Le rachat de Virgin Money par Nationwide pour 2,9 milliards de livres (3,7 milliards de dollars) alimente les rumeurs selon lesquelles les plus grandes banques britanniques pourraient s'emparer de prêteurs plus modestes, annonçant un tournant dans les fusions et acquisitions alors que la concurrence pour l'obtention de prêts atteint de nouveaux sommets.

L'opération entièrement en numéraire proposée par la société de construction mutuellement détenue depuis 140 ans est potentiellement la plus grande acquisition bancaire britannique depuis la crise financière mondiale de 2008.

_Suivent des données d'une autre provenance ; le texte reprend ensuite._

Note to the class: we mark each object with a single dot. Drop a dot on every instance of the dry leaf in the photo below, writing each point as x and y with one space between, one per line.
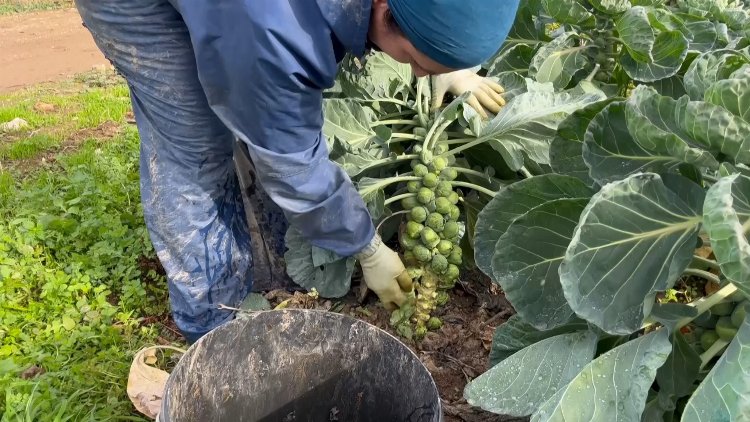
146 383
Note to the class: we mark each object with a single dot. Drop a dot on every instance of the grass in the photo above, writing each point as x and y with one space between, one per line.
8 7
76 300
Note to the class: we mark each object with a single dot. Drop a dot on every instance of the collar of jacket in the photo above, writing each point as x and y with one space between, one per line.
349 20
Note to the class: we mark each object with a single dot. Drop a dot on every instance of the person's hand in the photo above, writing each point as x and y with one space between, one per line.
485 93
385 274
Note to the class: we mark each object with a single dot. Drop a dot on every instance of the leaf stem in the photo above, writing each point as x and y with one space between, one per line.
702 274
712 351
705 262
377 229
477 188
704 304
464 147
381 184
394 122
473 173
398 198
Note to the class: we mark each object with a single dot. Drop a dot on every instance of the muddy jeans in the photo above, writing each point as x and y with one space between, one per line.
189 186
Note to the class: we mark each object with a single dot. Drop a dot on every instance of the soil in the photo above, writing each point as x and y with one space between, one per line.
44 46
455 354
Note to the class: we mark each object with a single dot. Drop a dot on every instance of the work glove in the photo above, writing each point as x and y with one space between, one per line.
485 93
384 273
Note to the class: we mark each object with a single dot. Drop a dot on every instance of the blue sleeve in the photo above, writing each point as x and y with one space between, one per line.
264 65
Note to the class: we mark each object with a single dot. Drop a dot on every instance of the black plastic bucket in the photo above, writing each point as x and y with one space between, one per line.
300 365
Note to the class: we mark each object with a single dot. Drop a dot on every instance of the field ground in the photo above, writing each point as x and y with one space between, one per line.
81 290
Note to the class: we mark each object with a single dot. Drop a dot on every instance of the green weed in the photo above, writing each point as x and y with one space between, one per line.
74 289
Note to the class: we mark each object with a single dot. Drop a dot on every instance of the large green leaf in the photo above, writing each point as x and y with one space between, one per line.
612 153
515 59
526 125
667 54
611 6
723 394
515 334
634 238
521 383
381 78
636 33
726 216
710 67
613 387
707 35
572 12
656 122
680 370
527 257
566 151
350 122
514 201
312 267
559 60
733 94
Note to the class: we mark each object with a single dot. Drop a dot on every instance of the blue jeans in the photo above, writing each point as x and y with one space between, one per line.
190 191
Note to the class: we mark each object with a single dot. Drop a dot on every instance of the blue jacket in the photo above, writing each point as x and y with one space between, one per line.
264 65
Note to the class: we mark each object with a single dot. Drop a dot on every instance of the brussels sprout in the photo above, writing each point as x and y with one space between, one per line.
430 206
445 247
421 253
738 316
437 165
722 309
449 173
444 189
430 239
430 180
724 328
452 272
414 229
442 298
434 323
439 264
456 255
435 221
409 203
414 271
708 338
425 196
409 258
418 214
408 242
450 229
455 213
420 170
442 205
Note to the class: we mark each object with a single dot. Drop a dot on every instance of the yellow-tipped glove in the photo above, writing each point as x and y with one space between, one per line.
485 93
385 274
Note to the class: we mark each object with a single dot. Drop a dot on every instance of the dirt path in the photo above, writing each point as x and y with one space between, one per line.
44 46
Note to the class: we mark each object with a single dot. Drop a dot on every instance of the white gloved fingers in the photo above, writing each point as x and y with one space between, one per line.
474 103
486 101
494 85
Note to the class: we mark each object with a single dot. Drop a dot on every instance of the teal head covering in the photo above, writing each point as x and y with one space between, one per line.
455 33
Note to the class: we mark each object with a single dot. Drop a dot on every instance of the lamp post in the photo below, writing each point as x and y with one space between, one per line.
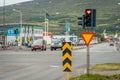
20 12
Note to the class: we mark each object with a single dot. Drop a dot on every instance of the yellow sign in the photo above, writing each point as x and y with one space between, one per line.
67 56
87 37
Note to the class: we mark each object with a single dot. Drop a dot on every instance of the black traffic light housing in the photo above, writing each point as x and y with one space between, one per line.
90 17
81 20
15 31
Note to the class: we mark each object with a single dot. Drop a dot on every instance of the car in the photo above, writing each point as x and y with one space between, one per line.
56 44
30 43
38 44
12 43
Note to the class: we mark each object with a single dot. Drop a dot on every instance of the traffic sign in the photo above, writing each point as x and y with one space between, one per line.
87 37
67 57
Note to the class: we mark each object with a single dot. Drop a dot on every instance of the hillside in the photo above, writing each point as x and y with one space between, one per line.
60 11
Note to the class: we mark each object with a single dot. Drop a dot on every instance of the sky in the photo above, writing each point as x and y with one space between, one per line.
9 2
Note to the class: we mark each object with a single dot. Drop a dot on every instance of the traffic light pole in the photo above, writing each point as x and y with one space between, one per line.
88 56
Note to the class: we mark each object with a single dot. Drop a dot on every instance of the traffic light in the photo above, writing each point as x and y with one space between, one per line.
90 18
15 31
81 20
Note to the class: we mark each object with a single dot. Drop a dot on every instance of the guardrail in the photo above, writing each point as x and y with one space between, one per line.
118 46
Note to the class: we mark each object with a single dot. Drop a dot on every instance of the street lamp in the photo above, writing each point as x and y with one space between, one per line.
20 12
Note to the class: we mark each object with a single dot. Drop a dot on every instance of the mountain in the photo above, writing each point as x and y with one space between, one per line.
60 11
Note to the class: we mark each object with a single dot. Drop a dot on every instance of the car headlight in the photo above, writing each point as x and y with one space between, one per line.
52 44
60 44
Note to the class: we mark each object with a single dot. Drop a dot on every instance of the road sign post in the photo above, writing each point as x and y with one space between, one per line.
87 37
67 58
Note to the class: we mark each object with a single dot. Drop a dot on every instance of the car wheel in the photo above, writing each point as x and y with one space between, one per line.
51 49
55 48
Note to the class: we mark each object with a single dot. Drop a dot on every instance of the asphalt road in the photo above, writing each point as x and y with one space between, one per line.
46 65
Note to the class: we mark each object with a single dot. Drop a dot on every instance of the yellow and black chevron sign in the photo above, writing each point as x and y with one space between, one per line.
67 57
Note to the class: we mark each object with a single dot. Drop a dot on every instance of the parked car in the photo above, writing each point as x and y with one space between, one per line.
38 44
56 44
30 44
111 43
12 43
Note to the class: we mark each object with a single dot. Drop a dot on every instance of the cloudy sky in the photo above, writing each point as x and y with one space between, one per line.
8 2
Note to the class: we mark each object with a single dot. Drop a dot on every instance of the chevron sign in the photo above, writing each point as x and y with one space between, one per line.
67 57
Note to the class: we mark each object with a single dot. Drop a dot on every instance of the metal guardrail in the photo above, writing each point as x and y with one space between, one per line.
118 46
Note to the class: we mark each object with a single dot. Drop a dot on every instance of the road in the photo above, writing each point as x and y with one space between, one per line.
46 65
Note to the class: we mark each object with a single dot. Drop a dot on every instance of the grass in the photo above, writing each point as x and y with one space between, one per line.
95 77
101 67
107 66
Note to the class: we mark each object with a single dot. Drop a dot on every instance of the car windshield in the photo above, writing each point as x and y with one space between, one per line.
37 42
56 41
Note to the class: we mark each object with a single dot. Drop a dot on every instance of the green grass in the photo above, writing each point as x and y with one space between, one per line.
106 66
95 77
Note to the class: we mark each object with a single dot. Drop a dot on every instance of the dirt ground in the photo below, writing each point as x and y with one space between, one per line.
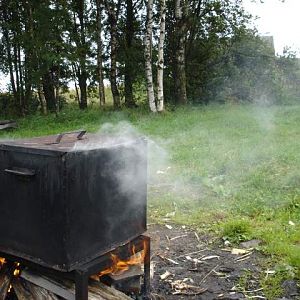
186 265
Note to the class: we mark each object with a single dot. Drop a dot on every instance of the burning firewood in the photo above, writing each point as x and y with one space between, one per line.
29 291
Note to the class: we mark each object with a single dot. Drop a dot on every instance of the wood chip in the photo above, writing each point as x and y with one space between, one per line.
178 237
166 275
210 257
237 251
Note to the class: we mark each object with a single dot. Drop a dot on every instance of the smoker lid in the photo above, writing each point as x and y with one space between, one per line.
68 142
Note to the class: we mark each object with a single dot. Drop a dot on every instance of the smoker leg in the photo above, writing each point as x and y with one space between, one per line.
146 286
81 286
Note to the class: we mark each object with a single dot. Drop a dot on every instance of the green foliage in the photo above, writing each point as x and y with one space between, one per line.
227 168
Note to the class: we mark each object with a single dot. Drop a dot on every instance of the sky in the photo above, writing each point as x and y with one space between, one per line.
279 19
276 18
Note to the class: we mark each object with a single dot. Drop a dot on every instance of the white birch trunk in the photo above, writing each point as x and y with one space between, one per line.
160 64
148 56
101 90
181 12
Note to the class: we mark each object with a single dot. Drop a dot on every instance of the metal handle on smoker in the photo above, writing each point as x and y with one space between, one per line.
20 172
81 133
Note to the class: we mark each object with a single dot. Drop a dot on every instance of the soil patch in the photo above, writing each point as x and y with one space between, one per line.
187 265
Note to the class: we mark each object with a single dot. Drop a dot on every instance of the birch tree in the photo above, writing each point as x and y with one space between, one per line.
181 14
148 56
160 64
99 53
113 14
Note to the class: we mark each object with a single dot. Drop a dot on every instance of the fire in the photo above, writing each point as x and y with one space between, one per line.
2 261
120 266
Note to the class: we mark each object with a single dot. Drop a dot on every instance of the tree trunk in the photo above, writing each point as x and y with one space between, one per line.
82 59
10 65
112 19
160 64
48 89
129 34
180 32
99 53
148 56
83 91
42 99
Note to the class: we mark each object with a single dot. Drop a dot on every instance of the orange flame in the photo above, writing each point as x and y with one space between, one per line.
2 261
120 266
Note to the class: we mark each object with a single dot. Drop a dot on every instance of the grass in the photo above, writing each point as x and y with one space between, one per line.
231 169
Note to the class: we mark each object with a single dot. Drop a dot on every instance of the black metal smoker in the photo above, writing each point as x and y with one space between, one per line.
67 202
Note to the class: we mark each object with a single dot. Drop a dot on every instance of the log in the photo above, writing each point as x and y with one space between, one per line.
6 274
97 289
26 290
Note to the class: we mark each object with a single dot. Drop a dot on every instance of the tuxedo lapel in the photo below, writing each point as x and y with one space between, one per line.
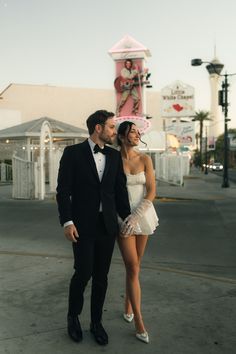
90 159
108 163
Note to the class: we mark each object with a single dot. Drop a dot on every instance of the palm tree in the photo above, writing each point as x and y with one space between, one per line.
201 116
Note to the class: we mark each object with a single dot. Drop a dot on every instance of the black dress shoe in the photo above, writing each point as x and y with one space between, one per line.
74 328
99 333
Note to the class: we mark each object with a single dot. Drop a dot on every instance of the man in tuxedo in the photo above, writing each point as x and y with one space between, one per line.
91 192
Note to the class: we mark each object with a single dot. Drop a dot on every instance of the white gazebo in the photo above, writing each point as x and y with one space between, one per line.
35 149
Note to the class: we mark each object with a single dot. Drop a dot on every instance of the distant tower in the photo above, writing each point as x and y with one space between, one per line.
216 125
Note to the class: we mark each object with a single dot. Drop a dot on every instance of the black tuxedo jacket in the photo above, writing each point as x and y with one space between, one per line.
79 190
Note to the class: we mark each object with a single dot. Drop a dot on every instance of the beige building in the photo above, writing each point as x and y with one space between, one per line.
21 103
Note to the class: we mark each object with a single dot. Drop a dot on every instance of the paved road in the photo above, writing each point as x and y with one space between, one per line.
188 277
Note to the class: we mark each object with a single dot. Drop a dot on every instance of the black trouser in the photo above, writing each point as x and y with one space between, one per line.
92 256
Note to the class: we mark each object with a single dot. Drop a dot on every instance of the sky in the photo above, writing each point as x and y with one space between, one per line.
66 42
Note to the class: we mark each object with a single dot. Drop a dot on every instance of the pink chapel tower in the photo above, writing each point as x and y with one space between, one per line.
131 80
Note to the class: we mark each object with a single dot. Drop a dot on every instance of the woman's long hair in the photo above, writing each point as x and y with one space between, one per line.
124 129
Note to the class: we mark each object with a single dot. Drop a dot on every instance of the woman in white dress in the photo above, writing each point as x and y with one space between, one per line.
142 191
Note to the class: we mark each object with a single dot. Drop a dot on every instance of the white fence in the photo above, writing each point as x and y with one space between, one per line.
5 172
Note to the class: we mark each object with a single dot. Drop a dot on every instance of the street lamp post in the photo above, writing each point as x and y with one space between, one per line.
206 160
223 101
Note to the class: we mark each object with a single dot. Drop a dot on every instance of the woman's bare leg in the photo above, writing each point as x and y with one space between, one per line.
132 249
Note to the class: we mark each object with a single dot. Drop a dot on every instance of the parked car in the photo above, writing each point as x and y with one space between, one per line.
216 166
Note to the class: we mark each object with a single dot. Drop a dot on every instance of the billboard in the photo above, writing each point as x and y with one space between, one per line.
177 100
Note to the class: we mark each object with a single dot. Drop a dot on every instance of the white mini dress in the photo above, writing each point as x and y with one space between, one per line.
136 186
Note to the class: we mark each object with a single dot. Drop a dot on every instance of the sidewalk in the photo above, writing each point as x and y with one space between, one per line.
188 308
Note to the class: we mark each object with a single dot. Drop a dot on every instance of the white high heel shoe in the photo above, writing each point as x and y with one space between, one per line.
128 317
143 337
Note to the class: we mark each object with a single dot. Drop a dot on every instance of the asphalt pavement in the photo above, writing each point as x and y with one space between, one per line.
188 276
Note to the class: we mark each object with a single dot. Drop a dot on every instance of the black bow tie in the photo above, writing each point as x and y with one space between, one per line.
98 149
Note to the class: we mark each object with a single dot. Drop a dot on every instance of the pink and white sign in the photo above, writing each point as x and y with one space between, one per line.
177 100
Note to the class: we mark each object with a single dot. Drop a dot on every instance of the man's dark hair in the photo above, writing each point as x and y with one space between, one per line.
98 117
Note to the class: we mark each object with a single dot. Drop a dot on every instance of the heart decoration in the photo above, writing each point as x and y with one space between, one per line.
177 107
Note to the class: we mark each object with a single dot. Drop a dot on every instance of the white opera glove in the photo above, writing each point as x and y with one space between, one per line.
130 223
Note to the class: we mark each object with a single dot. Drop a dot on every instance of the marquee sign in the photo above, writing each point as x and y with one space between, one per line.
177 100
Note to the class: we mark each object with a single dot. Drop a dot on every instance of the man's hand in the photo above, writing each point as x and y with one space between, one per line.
71 233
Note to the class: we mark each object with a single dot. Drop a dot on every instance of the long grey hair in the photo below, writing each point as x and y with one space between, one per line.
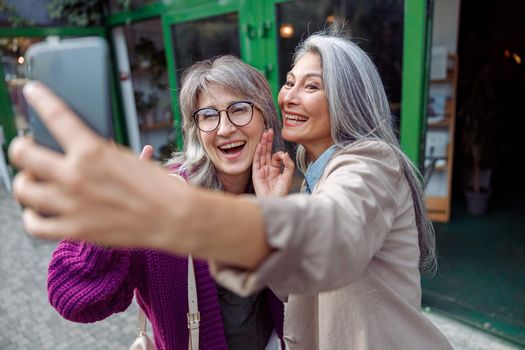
241 79
359 111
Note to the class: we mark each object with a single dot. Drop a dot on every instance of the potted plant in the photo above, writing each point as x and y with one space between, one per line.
478 115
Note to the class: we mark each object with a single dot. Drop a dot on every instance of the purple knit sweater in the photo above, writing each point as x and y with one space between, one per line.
87 283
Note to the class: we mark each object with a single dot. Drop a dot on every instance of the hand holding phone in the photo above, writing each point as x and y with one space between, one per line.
77 70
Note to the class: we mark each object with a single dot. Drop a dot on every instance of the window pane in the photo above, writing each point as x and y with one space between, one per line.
148 100
206 38
12 51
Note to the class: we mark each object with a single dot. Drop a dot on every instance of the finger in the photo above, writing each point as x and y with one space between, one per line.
276 159
36 194
262 155
268 139
257 158
147 153
42 162
289 165
60 120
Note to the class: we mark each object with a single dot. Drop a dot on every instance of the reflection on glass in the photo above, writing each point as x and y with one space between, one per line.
147 60
376 26
12 51
31 13
197 40
126 5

Il s'agit également d'un défi audacieux à la domination de Lloyds Banking Group, Barclays, HSBC et NatWest, après que les efforts déployés par les banques de taille moyenne et les banques concurrentes au cours de la dernière décennie pour briser leur emprise n'ont guère été couronnés de succès.

Le projet de rachat de Nationwide donnerait naissance au deuxième fournisseur de prêts hypothécaires et d'épargne du Royaume-Uni, avec près de 700 agences, au moment même où la plupart de ses rivaux réduisent rapidement leurs services bancaires en personne.

L'augmentation des coûts et la baisse des marges pour les petits prêteurs comme Virgin - qui a uni ses forces à celles de Clydesdale Bank en 2018 - ont rendu le secteur bancaire britannique mûr pour une consolidation en dehors des "quatre grands".

Coventry Building Society, un autre prêteur à propriété mutuelle, a déclaré en décembre qu'il avait entamé des négociations exclusives pour acheter Co-op Bank, un autre exemple de la façon dont les petits acteurs s'associent pour améliorer leurs perspectives.

Shawbrook, un prêteur spécialisé soutenu par les groupes de capital-investissement BC Partners et Pollen Street, a approché Starling Bank en vue d'une transaction l'année dernière, mais a essuyé une fin de non-recevoir, ont déclaré à Reuters deux sources au fait du dossier.

Shawbrook a également fait une offre pour Co-op et a fait des approches infructueuses pour Metro Bank, selon des sources antérieures.

Shawbrook et Starling n'ont pas répondu immédiatement aux demandes de commentaires.

"C'est peut-être le moment de consolider le secteur", a déclaré Douglas Grant, directeur général de la Conister Bank, nouvellement agréée, en soulignant que les marchés boursiers sous-évaluent les banques et que les prêteurs ont tout intérêt à utiliser leur capital disponible pour procéder à des acquisitions.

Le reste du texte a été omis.